[JDSS] Resilvering speed and resilvering time explained
Additional information:
- product name: JovianDSS
- product version: all
- build: all
Subject:
Resilvering speed and resilvering time explained
Contents:
What is resilvering and why it can be very slow for ZFS-based pools?
When a device is replaced, a resilvering operation is initiated to move the data from the good copies to the new device. This action is a form of disk scrubbing. Therefore, only one such action can occur at a given time in the pool. If a scrubbing operation is in progress, a resilvering operation suspends the current scrubbing and restarts it after the resilvering is completed. RAIDz resilvering is quite slow in ZFS-based pools for the following reasons:
1. Resilvering process starts with every transaction that's ever happened in the pool and plays them back one-by-one to the new drive. This is very IO-intensive and requires long periods of time, especially if you're using hard drives larger than 1TB. From a certain point of view, one might think that RAIDz's only legitimate use case is with all-SSD pools for faster rebuilds.
2. RAID-Z2 is slower than a RAID-Z1, however, it offers a very good balance between capacity and redundancy. WIder RAID-Z2 VDEV's are more space-efficient, but it is also clear that resilver operations take longer by a factor of 2x due to double the parity. Because RAID-Z2 can tolerate the loss of two drives longer resilver times are a reasonable tradeoff.
3. The other reason could be the type of files, many smaller files can take longer than a few larger files.
Resilvering speed and resilvering time of traditional RAID vs ZFS RAIDz.
After a drive goes bad and is replaced, the data from the bad drive needs to be regenerated onto the new drive. This process is typically called rebuild, but ZFS calls it resilvering. There are two significant metrics:
1. Rebuild speed, measured in megabytes per second.
2. Rebuild time, amount of time required to rebuild all the missing data.
and two significant considerations:
1. Rebuild speed for traditional RAID is much faster, however, traditional RAID has to rebuild both used and free blocks.
2. Rebuild speed for ZFS RAIDz is slower, however, RAIDz only needs to rebuild blocks that do hold data.RAIDz does not rebuild empty blocks, thus completing rebuilds faster when the pool has significant free space on it.
In a traditional RAID, where all blocks are regular, you take block 0 from each of the old drives, compute correct data for block 0 on the missing drive and write the data onto a new device. This process is then repeated for all blocks, even for the blocks that hold no data. This is because the traditional RAID does not know which blocks on the RAID are in use and which are not. If the array is otherwise idle, serving no user requests during the rebuild, the process is done sequentially from start to end, which is the fastest way to access rotational hard drives.
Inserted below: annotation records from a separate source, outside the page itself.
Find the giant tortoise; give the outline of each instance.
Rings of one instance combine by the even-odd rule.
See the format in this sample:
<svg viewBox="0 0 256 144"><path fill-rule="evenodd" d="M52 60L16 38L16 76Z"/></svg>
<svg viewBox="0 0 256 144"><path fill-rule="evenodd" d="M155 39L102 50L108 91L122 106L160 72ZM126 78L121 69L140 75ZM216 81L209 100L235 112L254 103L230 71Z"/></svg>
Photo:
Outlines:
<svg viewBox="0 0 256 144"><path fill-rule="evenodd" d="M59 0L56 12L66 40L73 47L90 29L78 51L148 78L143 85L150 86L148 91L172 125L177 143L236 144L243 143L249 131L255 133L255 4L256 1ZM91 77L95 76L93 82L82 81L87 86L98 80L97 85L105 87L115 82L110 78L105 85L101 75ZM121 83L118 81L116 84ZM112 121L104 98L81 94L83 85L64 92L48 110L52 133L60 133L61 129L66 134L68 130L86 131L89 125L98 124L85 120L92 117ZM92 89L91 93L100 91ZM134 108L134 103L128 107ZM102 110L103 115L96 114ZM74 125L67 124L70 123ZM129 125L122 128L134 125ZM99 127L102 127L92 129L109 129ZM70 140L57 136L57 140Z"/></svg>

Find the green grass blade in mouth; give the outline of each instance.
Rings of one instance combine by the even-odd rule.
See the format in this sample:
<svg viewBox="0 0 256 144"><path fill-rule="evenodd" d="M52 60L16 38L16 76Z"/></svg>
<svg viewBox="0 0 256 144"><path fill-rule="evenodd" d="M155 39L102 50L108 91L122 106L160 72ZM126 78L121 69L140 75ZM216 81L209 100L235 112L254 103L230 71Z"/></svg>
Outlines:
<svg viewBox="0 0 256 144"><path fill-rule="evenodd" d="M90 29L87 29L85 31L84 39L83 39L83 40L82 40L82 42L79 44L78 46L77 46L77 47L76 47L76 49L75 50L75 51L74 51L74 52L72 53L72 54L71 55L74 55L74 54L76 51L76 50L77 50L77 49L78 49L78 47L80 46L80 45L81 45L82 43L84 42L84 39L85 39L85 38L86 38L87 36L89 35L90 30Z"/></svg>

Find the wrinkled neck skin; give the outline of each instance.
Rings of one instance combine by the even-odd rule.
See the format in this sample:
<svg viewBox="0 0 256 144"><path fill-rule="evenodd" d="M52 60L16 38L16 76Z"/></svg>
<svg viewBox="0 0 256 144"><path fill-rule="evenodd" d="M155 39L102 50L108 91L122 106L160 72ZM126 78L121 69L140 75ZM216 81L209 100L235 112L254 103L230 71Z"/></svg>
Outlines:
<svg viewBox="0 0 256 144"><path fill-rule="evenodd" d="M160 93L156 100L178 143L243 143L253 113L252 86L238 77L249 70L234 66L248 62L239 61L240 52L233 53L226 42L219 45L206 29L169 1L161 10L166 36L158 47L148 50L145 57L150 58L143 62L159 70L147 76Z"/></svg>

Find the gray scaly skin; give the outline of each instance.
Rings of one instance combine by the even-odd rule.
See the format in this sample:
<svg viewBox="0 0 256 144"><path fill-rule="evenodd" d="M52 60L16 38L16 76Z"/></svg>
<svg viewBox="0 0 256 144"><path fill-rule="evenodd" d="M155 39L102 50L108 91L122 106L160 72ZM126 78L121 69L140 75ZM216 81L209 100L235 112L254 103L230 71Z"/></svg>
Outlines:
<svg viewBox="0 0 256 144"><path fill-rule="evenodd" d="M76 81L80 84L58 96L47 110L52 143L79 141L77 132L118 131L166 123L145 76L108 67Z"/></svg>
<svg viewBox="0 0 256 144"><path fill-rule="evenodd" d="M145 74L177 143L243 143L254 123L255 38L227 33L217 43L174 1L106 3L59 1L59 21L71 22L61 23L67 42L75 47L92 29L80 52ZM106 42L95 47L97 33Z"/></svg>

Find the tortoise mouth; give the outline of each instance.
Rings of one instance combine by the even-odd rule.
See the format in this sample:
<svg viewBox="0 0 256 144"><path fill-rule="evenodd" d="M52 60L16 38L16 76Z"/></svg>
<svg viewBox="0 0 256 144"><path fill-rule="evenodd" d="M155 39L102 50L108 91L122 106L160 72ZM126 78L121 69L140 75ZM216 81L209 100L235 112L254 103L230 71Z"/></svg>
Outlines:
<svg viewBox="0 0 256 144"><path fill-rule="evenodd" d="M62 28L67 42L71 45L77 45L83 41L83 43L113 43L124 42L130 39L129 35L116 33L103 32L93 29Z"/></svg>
ZFS uses variable-sized blocks. Therefore, for each recordsize wort of data, which can be anywhere from 4KB to 1MB, ZFS needs to consult the block pointer tree to see how data is laid out on disks. Because block pointer trees are often fragmented and files are often fragmented, there is quite a lot of head movement involved. Rotational hard drives perform much slower with a lot of head movement, so megabyte per second speed of the rebuild is slower than that of a traditional RAID. Now, ZGS only rebuilds the part of the array which is in use and it does not rebuild free space. Therefore, on lightly used pools it may actually complete faster than a traditional RAID. However, this advantage disappears as the pool fills up.